The most splendid lyric on music is given to Lorenzo in the "Merchant of
Venice," and it may be remarked in passing that Lorenzo is not a
character, but, like Claudio, a mere name and a mouthpiece of
Shakespeare's feeling. Shakespeare was almost as well content, it
appears, to play the lover as to play the Duke. I cannot help
transcribing the magical verses, though they must be familiar to every
lover of our English tongue:
"How sweet the moonlight sleeps upon this bank!
Here will we sit, and let the sounds of music
Creep in our ears; soft stillness and the night
Become the touches of sweet harmony.
Sit, Jessica: Look how the floor of heaven
Is thick inlaid with patines of bright gold.

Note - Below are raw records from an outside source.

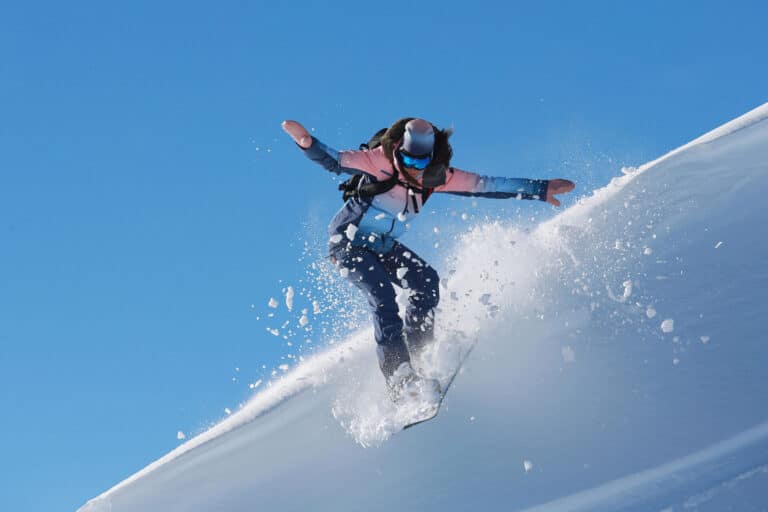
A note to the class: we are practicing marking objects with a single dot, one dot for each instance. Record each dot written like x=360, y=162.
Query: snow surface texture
x=620, y=366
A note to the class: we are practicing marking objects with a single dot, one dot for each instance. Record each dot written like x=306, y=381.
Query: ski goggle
x=419, y=163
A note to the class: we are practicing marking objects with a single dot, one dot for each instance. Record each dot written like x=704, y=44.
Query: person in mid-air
x=395, y=174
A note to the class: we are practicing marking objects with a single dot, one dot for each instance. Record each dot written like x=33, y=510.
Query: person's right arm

There's not the smallest orb which thou behold'st
But in his motion like an angel sings,
Still quiring to the young-eyed cherubims.

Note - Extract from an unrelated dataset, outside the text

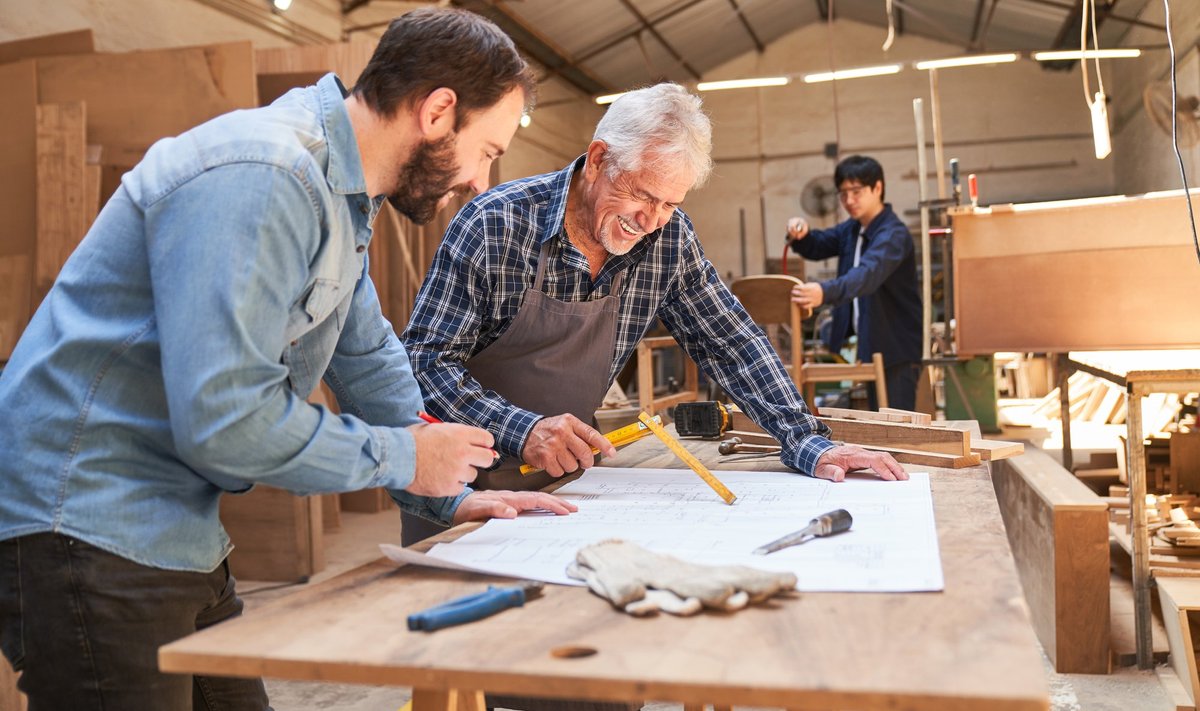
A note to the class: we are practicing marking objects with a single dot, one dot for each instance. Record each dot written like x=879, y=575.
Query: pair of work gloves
x=642, y=583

Such harmony is in immortal souls;
But, whilst this muddy vesture of decay
Doth grossly close it in, we cannot hear it."
The first lines of this poem are conceived in the very spirit of the
poems of "Twelfth Night," and in the last lines Shakespeare puts to use
that divine imagination which lifts all his best verse into the higher
air of life, and reaches its noblest in Prospero's solemn-sad lyric.

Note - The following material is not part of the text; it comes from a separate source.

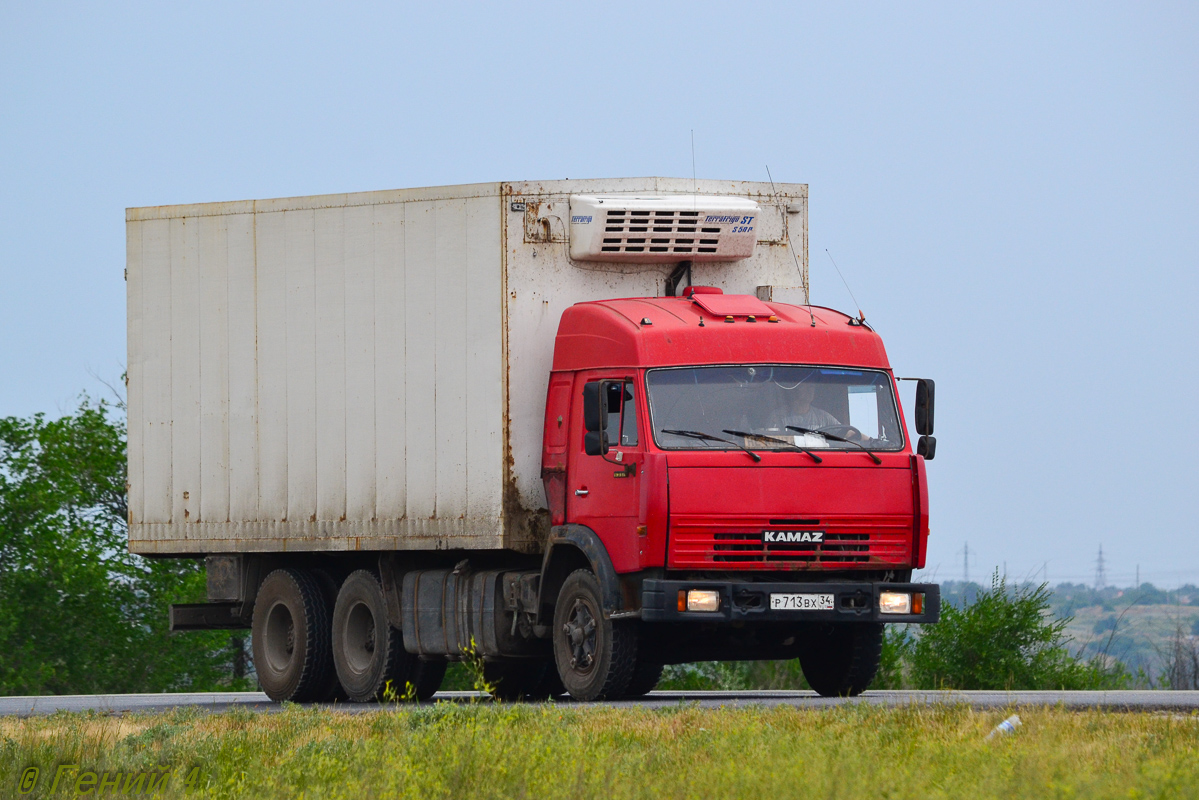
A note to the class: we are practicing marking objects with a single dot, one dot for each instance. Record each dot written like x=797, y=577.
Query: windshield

Shakespeare's love of music is so much a part of himself that he
condemns those who do not share it; this argument, too, is given to
Lorenzo:
"The man that hath no music to himself,
Nor is not moved with concord of sweet sounds,
Is fit for treasons, stratagems, and spoils;
The motions of his spirit are dull as night,
And his affections dark as Erebus:
Let no such man be trusted."
That this view was not merely the expression of a passing mood is shown
by the fact that Shakespeare lends no music to his villains; but Timon
gives welcome to his friends with music, just as Hamlet welcomes the
players with music and Portia calls for music while her suitors make
their eventful choice. Titania and Oberon both seek the aid of music to
help them in their loves, and the war-worn and time-worn Henry IV. prays
for music to bring some rest to his "weary spirit"; in much the same
mood Prospero desires music when he breaks his wand and resigns his
magical powers.
Here, again, in "Twelfth Night" in full manhood Shakespeare shows
himself to us as Romeo, in love with flowers and music and passion.
True, this Orsino is a little less occupied with verbal quips, a little
more frankly sensual, too, than Romeo; but then Romeo would have been
more frankly sensual had he lived from twenty-five to thirty-five. As an
older man, too, Orsino has naturally more of Hamlet-Shakespeare's
peculiar traits than Romeo showed; the contempt of wealth and love of
solitude are qualities hardly indicated in Romeo, while in Orsino as in
the mature Shakespeare they are salient characteristics. To sum up:
Hamlet-Macbeth gives us Shakespeare's mind; but in Romeo-Orsino he has
discovered his heart and poetic temperament to us as ingenuously, though
not, perhaps, so completely, as he does in the Sonnets.